Michael R. Page, PharmD, RPh
Using a benefit-based approach instead of a treat-to-target approach in determining how to treat hypertension could help prevent more cardiovascular events with less medication.
A more individualized set of treatment guidelines for prescription of blood pressure–lowering medications could prevent more cardiovascular events while using less medication than is the case with current guidelines, according to the results of a new study.
According to study authors, the current approach, based on blood pressure targets, has led some patients to overuse antihypertensive medications and other patients to underuse the medications.
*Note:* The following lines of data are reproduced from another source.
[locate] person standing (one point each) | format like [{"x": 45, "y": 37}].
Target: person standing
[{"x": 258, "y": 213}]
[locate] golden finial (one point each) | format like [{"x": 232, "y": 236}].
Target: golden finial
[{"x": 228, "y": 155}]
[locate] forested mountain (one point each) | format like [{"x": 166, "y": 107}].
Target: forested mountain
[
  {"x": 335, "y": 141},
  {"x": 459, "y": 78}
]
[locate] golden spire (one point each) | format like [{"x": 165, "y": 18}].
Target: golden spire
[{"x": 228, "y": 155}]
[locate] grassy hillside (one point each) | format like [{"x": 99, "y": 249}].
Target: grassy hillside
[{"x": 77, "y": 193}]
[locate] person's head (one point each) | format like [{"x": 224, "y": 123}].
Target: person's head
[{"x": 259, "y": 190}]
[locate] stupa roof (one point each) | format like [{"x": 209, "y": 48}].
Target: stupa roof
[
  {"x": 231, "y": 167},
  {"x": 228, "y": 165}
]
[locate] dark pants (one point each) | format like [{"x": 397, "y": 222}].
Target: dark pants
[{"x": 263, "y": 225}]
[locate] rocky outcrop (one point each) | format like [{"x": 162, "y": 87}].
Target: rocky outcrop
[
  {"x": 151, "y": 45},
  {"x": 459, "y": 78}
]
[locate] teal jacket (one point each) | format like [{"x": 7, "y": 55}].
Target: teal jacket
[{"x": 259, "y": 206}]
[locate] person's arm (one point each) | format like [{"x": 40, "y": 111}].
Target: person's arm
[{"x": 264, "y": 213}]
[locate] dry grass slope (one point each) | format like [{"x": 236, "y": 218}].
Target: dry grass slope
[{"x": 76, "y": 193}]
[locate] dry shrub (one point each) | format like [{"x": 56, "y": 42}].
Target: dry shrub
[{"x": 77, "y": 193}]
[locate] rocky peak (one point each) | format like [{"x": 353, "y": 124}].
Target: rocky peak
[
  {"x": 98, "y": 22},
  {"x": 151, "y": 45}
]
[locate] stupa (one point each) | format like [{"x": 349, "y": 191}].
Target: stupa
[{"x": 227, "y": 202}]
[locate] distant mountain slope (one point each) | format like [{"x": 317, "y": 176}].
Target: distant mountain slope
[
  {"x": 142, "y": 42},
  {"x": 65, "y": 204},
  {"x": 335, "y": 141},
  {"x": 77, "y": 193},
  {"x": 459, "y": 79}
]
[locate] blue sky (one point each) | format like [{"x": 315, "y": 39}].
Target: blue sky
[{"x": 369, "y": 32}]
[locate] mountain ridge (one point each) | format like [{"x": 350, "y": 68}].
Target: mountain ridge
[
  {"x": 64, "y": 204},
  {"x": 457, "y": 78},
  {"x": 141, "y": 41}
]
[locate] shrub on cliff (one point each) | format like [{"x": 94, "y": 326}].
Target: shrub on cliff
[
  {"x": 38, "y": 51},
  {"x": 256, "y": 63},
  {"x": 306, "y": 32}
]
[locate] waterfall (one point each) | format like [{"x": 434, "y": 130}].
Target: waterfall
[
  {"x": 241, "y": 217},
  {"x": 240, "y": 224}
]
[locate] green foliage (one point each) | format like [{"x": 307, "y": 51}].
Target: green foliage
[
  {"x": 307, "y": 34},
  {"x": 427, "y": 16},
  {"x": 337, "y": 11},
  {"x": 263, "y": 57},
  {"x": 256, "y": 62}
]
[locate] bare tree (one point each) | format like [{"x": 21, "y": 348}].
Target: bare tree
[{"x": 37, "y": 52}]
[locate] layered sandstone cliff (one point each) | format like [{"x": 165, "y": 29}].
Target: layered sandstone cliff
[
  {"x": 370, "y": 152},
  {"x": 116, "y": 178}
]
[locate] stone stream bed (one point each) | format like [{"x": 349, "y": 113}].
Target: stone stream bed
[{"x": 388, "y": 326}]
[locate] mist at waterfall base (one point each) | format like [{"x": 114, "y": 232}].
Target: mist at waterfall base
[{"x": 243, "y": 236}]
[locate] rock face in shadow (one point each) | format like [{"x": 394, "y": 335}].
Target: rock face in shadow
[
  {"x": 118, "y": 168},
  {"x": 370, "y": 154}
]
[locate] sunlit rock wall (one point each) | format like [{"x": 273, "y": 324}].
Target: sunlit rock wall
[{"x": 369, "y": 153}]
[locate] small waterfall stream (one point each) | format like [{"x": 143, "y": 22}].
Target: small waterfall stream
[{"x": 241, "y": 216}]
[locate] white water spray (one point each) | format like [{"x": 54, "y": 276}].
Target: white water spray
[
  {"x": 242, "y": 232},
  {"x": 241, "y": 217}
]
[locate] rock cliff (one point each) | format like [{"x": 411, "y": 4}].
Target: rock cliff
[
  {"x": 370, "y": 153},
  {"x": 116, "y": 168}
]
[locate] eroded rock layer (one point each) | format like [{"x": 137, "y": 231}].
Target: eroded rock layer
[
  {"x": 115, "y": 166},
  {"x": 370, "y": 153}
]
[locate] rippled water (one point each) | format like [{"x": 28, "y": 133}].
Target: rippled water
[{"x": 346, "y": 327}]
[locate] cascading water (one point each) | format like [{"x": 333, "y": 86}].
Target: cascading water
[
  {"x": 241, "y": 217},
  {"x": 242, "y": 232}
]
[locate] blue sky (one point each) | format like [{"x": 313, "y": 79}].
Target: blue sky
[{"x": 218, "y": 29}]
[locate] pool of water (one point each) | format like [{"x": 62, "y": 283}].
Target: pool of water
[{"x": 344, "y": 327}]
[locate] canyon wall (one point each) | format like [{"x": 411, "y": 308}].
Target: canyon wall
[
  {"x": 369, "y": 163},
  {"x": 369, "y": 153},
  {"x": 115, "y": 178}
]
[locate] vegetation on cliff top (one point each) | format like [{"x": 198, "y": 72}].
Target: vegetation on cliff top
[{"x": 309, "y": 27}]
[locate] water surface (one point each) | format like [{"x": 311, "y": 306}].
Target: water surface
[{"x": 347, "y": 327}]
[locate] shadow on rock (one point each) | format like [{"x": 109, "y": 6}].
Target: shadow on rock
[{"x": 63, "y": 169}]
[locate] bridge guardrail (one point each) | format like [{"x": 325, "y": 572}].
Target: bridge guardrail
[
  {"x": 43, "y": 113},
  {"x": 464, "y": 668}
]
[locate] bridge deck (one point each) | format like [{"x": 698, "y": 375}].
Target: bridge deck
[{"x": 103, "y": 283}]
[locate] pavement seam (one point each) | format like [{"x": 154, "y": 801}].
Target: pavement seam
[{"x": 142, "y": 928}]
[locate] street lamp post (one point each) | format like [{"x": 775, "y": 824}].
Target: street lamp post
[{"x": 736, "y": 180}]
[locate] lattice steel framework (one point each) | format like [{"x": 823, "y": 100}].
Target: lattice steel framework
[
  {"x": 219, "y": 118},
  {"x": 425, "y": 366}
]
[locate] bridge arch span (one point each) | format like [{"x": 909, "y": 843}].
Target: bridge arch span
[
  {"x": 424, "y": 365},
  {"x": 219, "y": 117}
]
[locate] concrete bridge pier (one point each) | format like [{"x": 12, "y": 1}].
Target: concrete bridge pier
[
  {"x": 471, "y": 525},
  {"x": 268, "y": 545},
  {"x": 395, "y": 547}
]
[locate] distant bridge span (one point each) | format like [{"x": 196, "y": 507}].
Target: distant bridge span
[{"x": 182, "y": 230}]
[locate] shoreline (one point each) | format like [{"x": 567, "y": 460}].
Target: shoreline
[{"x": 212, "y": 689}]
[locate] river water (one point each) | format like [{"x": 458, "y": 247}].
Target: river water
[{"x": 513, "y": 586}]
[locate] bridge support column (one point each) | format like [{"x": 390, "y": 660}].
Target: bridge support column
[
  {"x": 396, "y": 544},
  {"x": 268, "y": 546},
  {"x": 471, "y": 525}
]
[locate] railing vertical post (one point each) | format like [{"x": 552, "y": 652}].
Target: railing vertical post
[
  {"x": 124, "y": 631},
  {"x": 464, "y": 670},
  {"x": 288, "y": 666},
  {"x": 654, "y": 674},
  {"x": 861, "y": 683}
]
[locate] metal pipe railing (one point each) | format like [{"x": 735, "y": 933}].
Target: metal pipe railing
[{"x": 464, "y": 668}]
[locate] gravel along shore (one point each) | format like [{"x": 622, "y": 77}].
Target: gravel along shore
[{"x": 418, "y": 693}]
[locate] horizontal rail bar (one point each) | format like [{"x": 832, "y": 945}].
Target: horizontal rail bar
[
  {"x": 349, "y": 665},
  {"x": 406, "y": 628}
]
Instead of treating to a target level, the new study advises prescribers to decide which patients are the best candidates for antihypertensive treatment by assessing each patient's cardiovascular risk. The study
was published in the November 19, 2013, issue of Circulation
The researchers used data from the National Health and Nutrition Examination Survey (NHANES) III to determine the effects of a 5-year course of antihypertensive medication in terms of quality-adjusted life-years. The data was representative of 176 million Americans between 30 and 85 years of age with no history of severe congestive heart failure and no history of cardiovascular events (stroke or myocardial infarction).
For more than half of patients (55%), an antihypertensive regimen based on the treat-to-target approach would be identical to the regimen with the benefit-based approach. However, over 5 years, the benefit-based approach reduced medication use by 6% while preventing 900,000 more cardiovascular events and saving 2.8 million more quality-adjusted life years compared with the treat-to-target approach.
In a news release
, lead study author Jeremy Sussman, MD, an assistant professor at the University of Michigan Medical School and a research scientist with the Center for Clinical Management Research at the VA Ann Arbor Healthcare System, stated, “We found that people who have mildly high blood pressure but high cardiovascular risk receive a lot of benefit from treatment, but those with low overall cardiovascular risk do not.”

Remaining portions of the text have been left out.